Publié le 24/11/2022

L’inflation galopante a contraint le gouvernement à revaloriser, de manière nettement insatisfaisante pour la CFDT Finances publiques, le point d’indice (3,5% au 1er juillet 2022).

Dans ce contexte inflationniste, et à plusieurs reprises depuis début 2021, les grilles de rémunérations des agents de la Fonction publique ont dû être revues.

La conséquence : un « tassement » des grilles des agents de catégories C et B.

Afin d’y « remédier » la Direction générale de l’Administration et de la Fonction publique (DGAFP) a opéré une révision des statuts des agents de la catégorie B de toute la Fonction publique, avec des conséquences non anticipées sur les carrières des agents !

Des modifications injustes de la carrière des contrôleurs

La Direction générale de l’Administration et de la Fonction publique (DGAFP) a révisé les statuts des agents de catégorie B de toute la Fonction publique pour une mise en application à compter du 1er septembre 2022.

Un gain minime pour les contrôleurs de 2ème et 1re classes de début de grille

Pour la CFDT Finances publiques, ces modifications ne correspondent à aucune avancée ou avantage notable pour les contrôleurs des Finances publiques. Au contraire, imposées sans discussion préalable, elles génèrent des situations injustes pour les contrôleurs.

 

Une attente plus longue pour l’accès aux concours et promotions au choix

Pour la CFDT Finances publiques, les agents de catégorie B sont pénalisés par les nouvelles modifications des conditions d’accès aux concours et promotions au choix.

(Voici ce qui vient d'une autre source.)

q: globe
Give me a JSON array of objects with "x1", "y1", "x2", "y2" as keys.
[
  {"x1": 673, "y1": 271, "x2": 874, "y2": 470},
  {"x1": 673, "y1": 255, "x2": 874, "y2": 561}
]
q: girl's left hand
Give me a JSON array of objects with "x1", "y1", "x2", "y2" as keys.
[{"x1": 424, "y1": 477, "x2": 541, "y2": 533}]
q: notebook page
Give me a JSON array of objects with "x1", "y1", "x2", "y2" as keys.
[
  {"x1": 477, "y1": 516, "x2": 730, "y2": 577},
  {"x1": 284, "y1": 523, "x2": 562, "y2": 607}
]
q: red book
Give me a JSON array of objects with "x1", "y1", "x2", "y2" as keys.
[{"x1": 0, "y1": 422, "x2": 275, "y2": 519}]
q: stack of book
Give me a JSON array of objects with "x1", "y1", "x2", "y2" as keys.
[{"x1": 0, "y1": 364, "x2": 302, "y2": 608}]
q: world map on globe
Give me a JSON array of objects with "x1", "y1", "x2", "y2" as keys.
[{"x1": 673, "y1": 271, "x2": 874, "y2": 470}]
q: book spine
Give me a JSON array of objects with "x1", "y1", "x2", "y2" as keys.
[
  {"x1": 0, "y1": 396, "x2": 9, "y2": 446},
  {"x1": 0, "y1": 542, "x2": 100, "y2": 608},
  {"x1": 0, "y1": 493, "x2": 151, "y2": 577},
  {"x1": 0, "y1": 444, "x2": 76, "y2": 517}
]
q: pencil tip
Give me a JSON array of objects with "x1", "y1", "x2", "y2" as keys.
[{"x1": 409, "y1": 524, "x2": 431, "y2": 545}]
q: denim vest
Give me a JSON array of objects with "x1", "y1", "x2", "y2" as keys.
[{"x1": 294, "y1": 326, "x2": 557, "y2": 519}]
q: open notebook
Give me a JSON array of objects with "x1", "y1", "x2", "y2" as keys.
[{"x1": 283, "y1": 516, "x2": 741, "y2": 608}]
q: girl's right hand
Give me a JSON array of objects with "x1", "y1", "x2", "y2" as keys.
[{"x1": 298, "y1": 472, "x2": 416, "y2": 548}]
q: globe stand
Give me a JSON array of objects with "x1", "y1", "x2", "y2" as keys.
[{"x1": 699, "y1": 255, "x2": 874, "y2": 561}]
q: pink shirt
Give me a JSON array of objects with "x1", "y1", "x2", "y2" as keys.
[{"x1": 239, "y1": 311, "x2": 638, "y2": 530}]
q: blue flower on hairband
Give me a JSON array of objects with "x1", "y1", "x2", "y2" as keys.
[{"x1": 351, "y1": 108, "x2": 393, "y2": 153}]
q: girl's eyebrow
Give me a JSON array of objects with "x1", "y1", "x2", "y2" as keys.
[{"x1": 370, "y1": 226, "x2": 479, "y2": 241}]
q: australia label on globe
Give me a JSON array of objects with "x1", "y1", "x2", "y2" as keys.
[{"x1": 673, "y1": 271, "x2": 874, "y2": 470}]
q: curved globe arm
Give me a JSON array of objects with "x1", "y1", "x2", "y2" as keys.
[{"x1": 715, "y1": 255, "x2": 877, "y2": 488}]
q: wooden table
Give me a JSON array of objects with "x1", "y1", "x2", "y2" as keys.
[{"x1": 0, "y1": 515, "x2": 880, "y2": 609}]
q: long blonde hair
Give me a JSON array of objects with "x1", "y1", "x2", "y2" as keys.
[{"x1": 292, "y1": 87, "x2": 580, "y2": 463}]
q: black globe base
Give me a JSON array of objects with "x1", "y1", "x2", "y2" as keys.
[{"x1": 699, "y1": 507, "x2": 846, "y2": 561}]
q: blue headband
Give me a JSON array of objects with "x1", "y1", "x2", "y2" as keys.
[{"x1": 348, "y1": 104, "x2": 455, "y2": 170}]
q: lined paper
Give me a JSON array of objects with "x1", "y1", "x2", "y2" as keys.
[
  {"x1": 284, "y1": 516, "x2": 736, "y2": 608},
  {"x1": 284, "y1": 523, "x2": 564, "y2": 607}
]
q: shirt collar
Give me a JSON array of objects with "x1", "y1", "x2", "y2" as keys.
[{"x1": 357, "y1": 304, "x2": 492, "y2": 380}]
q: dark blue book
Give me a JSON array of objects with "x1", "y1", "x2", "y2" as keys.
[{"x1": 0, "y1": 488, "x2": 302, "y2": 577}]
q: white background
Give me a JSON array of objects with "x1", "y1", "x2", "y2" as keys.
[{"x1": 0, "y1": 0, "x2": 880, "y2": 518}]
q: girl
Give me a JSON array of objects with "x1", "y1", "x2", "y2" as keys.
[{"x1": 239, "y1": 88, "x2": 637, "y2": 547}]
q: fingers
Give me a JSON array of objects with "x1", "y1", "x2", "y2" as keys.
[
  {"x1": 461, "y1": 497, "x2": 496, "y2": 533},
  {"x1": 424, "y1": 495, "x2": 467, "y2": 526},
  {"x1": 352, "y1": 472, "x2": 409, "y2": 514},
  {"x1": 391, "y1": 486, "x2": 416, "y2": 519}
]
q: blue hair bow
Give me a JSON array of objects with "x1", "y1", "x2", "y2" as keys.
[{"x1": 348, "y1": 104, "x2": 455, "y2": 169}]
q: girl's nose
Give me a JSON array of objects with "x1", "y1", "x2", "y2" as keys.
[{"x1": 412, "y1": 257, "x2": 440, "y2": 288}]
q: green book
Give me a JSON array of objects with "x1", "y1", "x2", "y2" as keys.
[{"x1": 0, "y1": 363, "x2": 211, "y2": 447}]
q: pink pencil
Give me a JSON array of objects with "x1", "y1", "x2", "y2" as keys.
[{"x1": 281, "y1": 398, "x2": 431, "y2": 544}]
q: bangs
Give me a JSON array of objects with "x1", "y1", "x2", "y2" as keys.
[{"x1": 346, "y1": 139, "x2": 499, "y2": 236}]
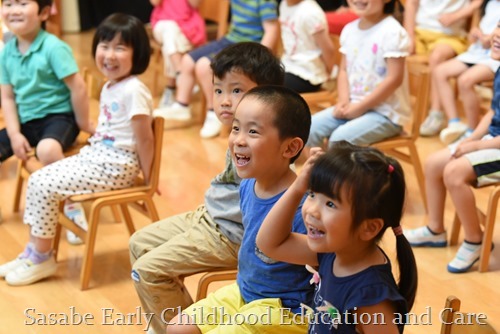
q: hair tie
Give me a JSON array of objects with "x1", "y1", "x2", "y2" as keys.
[{"x1": 392, "y1": 225, "x2": 403, "y2": 237}]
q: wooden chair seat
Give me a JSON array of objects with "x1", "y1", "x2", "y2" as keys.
[
  {"x1": 54, "y1": 117, "x2": 163, "y2": 290},
  {"x1": 450, "y1": 182, "x2": 500, "y2": 273}
]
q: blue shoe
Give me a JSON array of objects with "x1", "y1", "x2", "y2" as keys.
[{"x1": 403, "y1": 226, "x2": 447, "y2": 247}]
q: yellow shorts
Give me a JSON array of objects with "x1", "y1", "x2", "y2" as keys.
[
  {"x1": 182, "y1": 283, "x2": 309, "y2": 334},
  {"x1": 415, "y1": 29, "x2": 467, "y2": 55}
]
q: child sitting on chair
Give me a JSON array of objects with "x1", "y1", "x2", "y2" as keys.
[
  {"x1": 0, "y1": 12, "x2": 154, "y2": 285},
  {"x1": 405, "y1": 21, "x2": 500, "y2": 273}
]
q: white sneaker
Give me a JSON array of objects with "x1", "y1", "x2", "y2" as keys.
[
  {"x1": 420, "y1": 110, "x2": 446, "y2": 137},
  {"x1": 0, "y1": 255, "x2": 27, "y2": 277},
  {"x1": 64, "y1": 203, "x2": 88, "y2": 245},
  {"x1": 5, "y1": 256, "x2": 57, "y2": 286},
  {"x1": 158, "y1": 87, "x2": 175, "y2": 108},
  {"x1": 200, "y1": 111, "x2": 222, "y2": 138},
  {"x1": 447, "y1": 241, "x2": 481, "y2": 274},
  {"x1": 153, "y1": 102, "x2": 191, "y2": 121},
  {"x1": 403, "y1": 226, "x2": 446, "y2": 247},
  {"x1": 439, "y1": 122, "x2": 469, "y2": 145}
]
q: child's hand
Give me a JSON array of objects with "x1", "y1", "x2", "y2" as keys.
[
  {"x1": 9, "y1": 132, "x2": 31, "y2": 161},
  {"x1": 292, "y1": 147, "x2": 324, "y2": 194},
  {"x1": 451, "y1": 138, "x2": 480, "y2": 159},
  {"x1": 438, "y1": 13, "x2": 455, "y2": 27}
]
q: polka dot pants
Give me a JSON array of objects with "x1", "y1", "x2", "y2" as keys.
[{"x1": 24, "y1": 143, "x2": 140, "y2": 238}]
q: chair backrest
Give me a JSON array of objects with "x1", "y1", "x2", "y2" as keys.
[
  {"x1": 198, "y1": 0, "x2": 229, "y2": 39},
  {"x1": 440, "y1": 296, "x2": 497, "y2": 334},
  {"x1": 407, "y1": 62, "x2": 430, "y2": 140},
  {"x1": 148, "y1": 117, "x2": 164, "y2": 195}
]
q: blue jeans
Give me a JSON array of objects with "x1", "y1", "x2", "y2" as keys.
[{"x1": 306, "y1": 107, "x2": 403, "y2": 147}]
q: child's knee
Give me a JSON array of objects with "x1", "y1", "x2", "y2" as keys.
[{"x1": 36, "y1": 138, "x2": 64, "y2": 165}]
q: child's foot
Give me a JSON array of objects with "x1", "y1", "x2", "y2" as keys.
[
  {"x1": 64, "y1": 203, "x2": 88, "y2": 245},
  {"x1": 200, "y1": 110, "x2": 222, "y2": 138},
  {"x1": 420, "y1": 110, "x2": 446, "y2": 137},
  {"x1": 0, "y1": 244, "x2": 33, "y2": 278},
  {"x1": 439, "y1": 122, "x2": 469, "y2": 145},
  {"x1": 158, "y1": 87, "x2": 175, "y2": 108},
  {"x1": 5, "y1": 254, "x2": 57, "y2": 286},
  {"x1": 153, "y1": 102, "x2": 191, "y2": 121},
  {"x1": 448, "y1": 241, "x2": 493, "y2": 274},
  {"x1": 404, "y1": 226, "x2": 447, "y2": 247}
]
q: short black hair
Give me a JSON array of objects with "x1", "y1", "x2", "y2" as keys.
[
  {"x1": 242, "y1": 85, "x2": 311, "y2": 163},
  {"x1": 92, "y1": 13, "x2": 151, "y2": 75},
  {"x1": 35, "y1": 0, "x2": 52, "y2": 14},
  {"x1": 210, "y1": 42, "x2": 285, "y2": 86}
]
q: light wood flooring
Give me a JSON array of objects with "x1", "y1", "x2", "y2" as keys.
[{"x1": 0, "y1": 32, "x2": 500, "y2": 334}]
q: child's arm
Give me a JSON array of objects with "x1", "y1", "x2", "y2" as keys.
[
  {"x1": 64, "y1": 73, "x2": 95, "y2": 134},
  {"x1": 257, "y1": 148, "x2": 321, "y2": 266},
  {"x1": 313, "y1": 28, "x2": 337, "y2": 75},
  {"x1": 403, "y1": 0, "x2": 420, "y2": 54},
  {"x1": 356, "y1": 300, "x2": 399, "y2": 334},
  {"x1": 2, "y1": 85, "x2": 31, "y2": 160},
  {"x1": 439, "y1": 0, "x2": 483, "y2": 27},
  {"x1": 132, "y1": 115, "x2": 155, "y2": 182},
  {"x1": 453, "y1": 110, "x2": 500, "y2": 158},
  {"x1": 260, "y1": 20, "x2": 280, "y2": 50},
  {"x1": 334, "y1": 57, "x2": 406, "y2": 119}
]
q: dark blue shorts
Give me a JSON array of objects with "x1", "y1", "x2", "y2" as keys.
[
  {"x1": 0, "y1": 112, "x2": 80, "y2": 162},
  {"x1": 188, "y1": 37, "x2": 234, "y2": 63}
]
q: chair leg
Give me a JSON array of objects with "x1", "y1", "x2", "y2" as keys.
[
  {"x1": 120, "y1": 204, "x2": 135, "y2": 235},
  {"x1": 80, "y1": 201, "x2": 102, "y2": 290},
  {"x1": 111, "y1": 205, "x2": 122, "y2": 223},
  {"x1": 12, "y1": 160, "x2": 24, "y2": 212},
  {"x1": 408, "y1": 144, "x2": 429, "y2": 213},
  {"x1": 479, "y1": 186, "x2": 500, "y2": 273}
]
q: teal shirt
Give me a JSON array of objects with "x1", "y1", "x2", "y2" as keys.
[
  {"x1": 225, "y1": 0, "x2": 278, "y2": 43},
  {"x1": 0, "y1": 29, "x2": 78, "y2": 124}
]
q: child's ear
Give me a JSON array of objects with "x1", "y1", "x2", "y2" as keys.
[
  {"x1": 283, "y1": 137, "x2": 304, "y2": 159},
  {"x1": 359, "y1": 218, "x2": 384, "y2": 241}
]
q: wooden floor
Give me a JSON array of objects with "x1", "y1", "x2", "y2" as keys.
[{"x1": 0, "y1": 33, "x2": 500, "y2": 334}]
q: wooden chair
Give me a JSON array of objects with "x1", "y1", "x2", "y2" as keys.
[
  {"x1": 196, "y1": 268, "x2": 238, "y2": 301},
  {"x1": 440, "y1": 296, "x2": 497, "y2": 334},
  {"x1": 12, "y1": 68, "x2": 104, "y2": 212},
  {"x1": 450, "y1": 182, "x2": 500, "y2": 273},
  {"x1": 54, "y1": 117, "x2": 163, "y2": 290},
  {"x1": 300, "y1": 34, "x2": 342, "y2": 112},
  {"x1": 372, "y1": 63, "x2": 429, "y2": 211}
]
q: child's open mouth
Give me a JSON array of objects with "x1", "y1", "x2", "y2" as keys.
[{"x1": 234, "y1": 154, "x2": 250, "y2": 167}]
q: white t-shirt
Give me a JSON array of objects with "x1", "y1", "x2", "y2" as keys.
[
  {"x1": 89, "y1": 75, "x2": 153, "y2": 151},
  {"x1": 340, "y1": 16, "x2": 410, "y2": 126},
  {"x1": 279, "y1": 0, "x2": 328, "y2": 85},
  {"x1": 416, "y1": 0, "x2": 469, "y2": 37},
  {"x1": 456, "y1": 0, "x2": 500, "y2": 73}
]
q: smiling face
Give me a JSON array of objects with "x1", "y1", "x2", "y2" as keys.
[
  {"x1": 229, "y1": 96, "x2": 288, "y2": 179},
  {"x1": 95, "y1": 34, "x2": 133, "y2": 82},
  {"x1": 347, "y1": 0, "x2": 390, "y2": 22},
  {"x1": 213, "y1": 71, "x2": 257, "y2": 125},
  {"x1": 2, "y1": 0, "x2": 50, "y2": 39},
  {"x1": 491, "y1": 21, "x2": 500, "y2": 60},
  {"x1": 302, "y1": 191, "x2": 355, "y2": 253}
]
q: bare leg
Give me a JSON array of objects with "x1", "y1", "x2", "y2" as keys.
[
  {"x1": 429, "y1": 44, "x2": 456, "y2": 115},
  {"x1": 444, "y1": 157, "x2": 483, "y2": 242},
  {"x1": 432, "y1": 59, "x2": 468, "y2": 119},
  {"x1": 424, "y1": 148, "x2": 451, "y2": 233},
  {"x1": 457, "y1": 65, "x2": 495, "y2": 129}
]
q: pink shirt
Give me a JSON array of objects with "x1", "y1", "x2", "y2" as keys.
[{"x1": 150, "y1": 0, "x2": 207, "y2": 46}]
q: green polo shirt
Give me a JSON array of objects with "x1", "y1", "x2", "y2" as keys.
[{"x1": 0, "y1": 29, "x2": 78, "y2": 124}]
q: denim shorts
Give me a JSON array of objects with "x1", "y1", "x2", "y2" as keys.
[
  {"x1": 0, "y1": 112, "x2": 80, "y2": 162},
  {"x1": 188, "y1": 37, "x2": 234, "y2": 63}
]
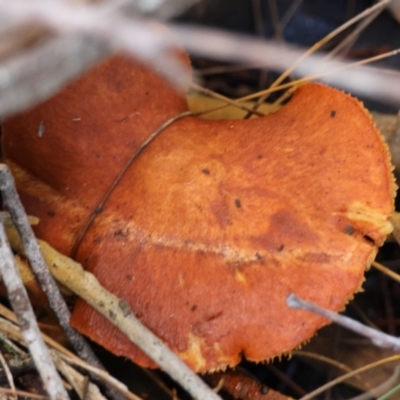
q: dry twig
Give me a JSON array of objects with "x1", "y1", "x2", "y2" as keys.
[
  {"x1": 0, "y1": 219, "x2": 68, "y2": 400},
  {"x1": 0, "y1": 164, "x2": 126, "y2": 400},
  {"x1": 286, "y1": 293, "x2": 400, "y2": 351},
  {"x1": 3, "y1": 212, "x2": 220, "y2": 400}
]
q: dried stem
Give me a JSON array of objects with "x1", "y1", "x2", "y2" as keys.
[
  {"x1": 286, "y1": 293, "x2": 400, "y2": 351},
  {"x1": 3, "y1": 219, "x2": 220, "y2": 400},
  {"x1": 0, "y1": 222, "x2": 68, "y2": 400},
  {"x1": 0, "y1": 164, "x2": 126, "y2": 399}
]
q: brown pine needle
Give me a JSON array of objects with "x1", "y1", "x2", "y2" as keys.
[
  {"x1": 236, "y1": 48, "x2": 400, "y2": 101},
  {"x1": 250, "y1": 0, "x2": 390, "y2": 103},
  {"x1": 191, "y1": 83, "x2": 264, "y2": 117}
]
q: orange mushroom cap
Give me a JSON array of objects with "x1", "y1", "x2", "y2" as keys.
[{"x1": 3, "y1": 57, "x2": 395, "y2": 371}]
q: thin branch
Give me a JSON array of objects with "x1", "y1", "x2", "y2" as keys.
[
  {"x1": 38, "y1": 240, "x2": 220, "y2": 400},
  {"x1": 0, "y1": 304, "x2": 143, "y2": 400},
  {"x1": 286, "y1": 293, "x2": 400, "y2": 351},
  {"x1": 3, "y1": 219, "x2": 220, "y2": 400},
  {"x1": 0, "y1": 351, "x2": 18, "y2": 400},
  {"x1": 70, "y1": 111, "x2": 192, "y2": 258},
  {"x1": 0, "y1": 0, "x2": 400, "y2": 116},
  {"x1": 0, "y1": 222, "x2": 68, "y2": 400},
  {"x1": 0, "y1": 164, "x2": 126, "y2": 400}
]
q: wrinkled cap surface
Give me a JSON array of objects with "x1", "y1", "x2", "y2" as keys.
[{"x1": 3, "y1": 55, "x2": 394, "y2": 371}]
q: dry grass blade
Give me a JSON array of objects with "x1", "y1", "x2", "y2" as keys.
[
  {"x1": 0, "y1": 223, "x2": 68, "y2": 400},
  {"x1": 3, "y1": 216, "x2": 220, "y2": 400}
]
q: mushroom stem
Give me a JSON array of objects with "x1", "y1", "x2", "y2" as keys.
[{"x1": 286, "y1": 293, "x2": 400, "y2": 351}]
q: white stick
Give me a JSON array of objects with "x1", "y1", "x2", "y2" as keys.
[{"x1": 0, "y1": 222, "x2": 68, "y2": 400}]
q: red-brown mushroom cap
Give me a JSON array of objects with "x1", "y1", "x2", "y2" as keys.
[{"x1": 3, "y1": 54, "x2": 394, "y2": 371}]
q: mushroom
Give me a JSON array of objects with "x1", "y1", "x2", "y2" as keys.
[{"x1": 3, "y1": 56, "x2": 395, "y2": 372}]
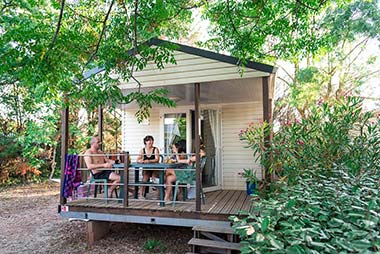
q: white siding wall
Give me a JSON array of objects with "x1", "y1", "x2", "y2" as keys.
[
  {"x1": 121, "y1": 110, "x2": 160, "y2": 182},
  {"x1": 122, "y1": 110, "x2": 160, "y2": 160},
  {"x1": 222, "y1": 103, "x2": 263, "y2": 190}
]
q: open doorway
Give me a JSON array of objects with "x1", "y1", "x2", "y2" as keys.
[{"x1": 191, "y1": 109, "x2": 220, "y2": 190}]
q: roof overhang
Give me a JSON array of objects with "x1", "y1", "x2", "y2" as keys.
[{"x1": 119, "y1": 38, "x2": 277, "y2": 90}]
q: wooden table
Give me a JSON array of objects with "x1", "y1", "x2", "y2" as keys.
[{"x1": 113, "y1": 163, "x2": 188, "y2": 206}]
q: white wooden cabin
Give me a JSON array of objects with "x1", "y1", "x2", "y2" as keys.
[{"x1": 120, "y1": 39, "x2": 276, "y2": 191}]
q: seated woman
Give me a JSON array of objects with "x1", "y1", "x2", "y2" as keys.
[
  {"x1": 137, "y1": 135, "x2": 160, "y2": 199},
  {"x1": 165, "y1": 140, "x2": 188, "y2": 202}
]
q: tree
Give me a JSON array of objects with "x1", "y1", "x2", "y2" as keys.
[{"x1": 204, "y1": 0, "x2": 380, "y2": 119}]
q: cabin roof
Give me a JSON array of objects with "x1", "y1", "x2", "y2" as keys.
[{"x1": 120, "y1": 38, "x2": 277, "y2": 89}]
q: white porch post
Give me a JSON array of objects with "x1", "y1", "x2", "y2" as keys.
[{"x1": 194, "y1": 83, "x2": 202, "y2": 211}]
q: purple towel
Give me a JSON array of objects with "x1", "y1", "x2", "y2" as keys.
[{"x1": 62, "y1": 154, "x2": 82, "y2": 198}]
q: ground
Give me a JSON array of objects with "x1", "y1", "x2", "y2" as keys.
[{"x1": 0, "y1": 183, "x2": 192, "y2": 254}]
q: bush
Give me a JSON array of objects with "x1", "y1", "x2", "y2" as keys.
[{"x1": 236, "y1": 98, "x2": 380, "y2": 253}]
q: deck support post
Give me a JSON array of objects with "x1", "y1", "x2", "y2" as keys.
[
  {"x1": 87, "y1": 221, "x2": 110, "y2": 246},
  {"x1": 98, "y1": 105, "x2": 103, "y2": 150},
  {"x1": 194, "y1": 83, "x2": 202, "y2": 212},
  {"x1": 262, "y1": 77, "x2": 273, "y2": 182},
  {"x1": 59, "y1": 94, "x2": 69, "y2": 205},
  {"x1": 122, "y1": 152, "x2": 130, "y2": 207}
]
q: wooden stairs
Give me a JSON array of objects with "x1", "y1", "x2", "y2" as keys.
[{"x1": 188, "y1": 225, "x2": 241, "y2": 254}]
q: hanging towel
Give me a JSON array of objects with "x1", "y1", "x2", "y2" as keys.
[{"x1": 62, "y1": 154, "x2": 82, "y2": 198}]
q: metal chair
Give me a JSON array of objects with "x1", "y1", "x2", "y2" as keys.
[{"x1": 172, "y1": 157, "x2": 207, "y2": 207}]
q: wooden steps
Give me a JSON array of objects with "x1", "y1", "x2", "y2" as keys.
[{"x1": 188, "y1": 225, "x2": 241, "y2": 254}]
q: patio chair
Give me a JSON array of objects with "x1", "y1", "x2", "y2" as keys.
[{"x1": 172, "y1": 157, "x2": 207, "y2": 207}]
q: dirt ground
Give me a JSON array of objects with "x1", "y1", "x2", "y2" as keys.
[{"x1": 0, "y1": 183, "x2": 192, "y2": 254}]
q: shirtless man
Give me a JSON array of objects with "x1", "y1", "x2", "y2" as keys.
[{"x1": 84, "y1": 137, "x2": 120, "y2": 197}]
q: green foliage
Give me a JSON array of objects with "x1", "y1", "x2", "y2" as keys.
[
  {"x1": 241, "y1": 168, "x2": 258, "y2": 184},
  {"x1": 240, "y1": 97, "x2": 379, "y2": 182},
  {"x1": 143, "y1": 240, "x2": 167, "y2": 253},
  {"x1": 236, "y1": 97, "x2": 380, "y2": 253}
]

Les nouvelles règles freinent drastiquement leurs possibilités de carrière rendant encore moins attractive la Fonction publique en général et la DGFIP en particulier.

 

Des mesures transitoires qui lèsent les contrôleurs déjà nommés

Des dispositions transitoires ont été mises en place. Si au 1er septembre 2022, sans application de ces modifications, un agent remplissait les conditions pour être promu (par examen ou au choix) ou allait les remplir au titre de 2023, alors l’agent est éligible.

Mais ces nouvelles dispositions ne sont pas sans conséquence sur les contrôleurs, dont la durée nécessaire pour remplir les nouvelles conditions d’éligibilité  peut être rallongée jusqu’à 4 ans, après que l’agent se soit présenté à la session de 2023.

La CFDT Fonction publique a été saisie du sujet et agira pour défendre les agents de la fonction publique.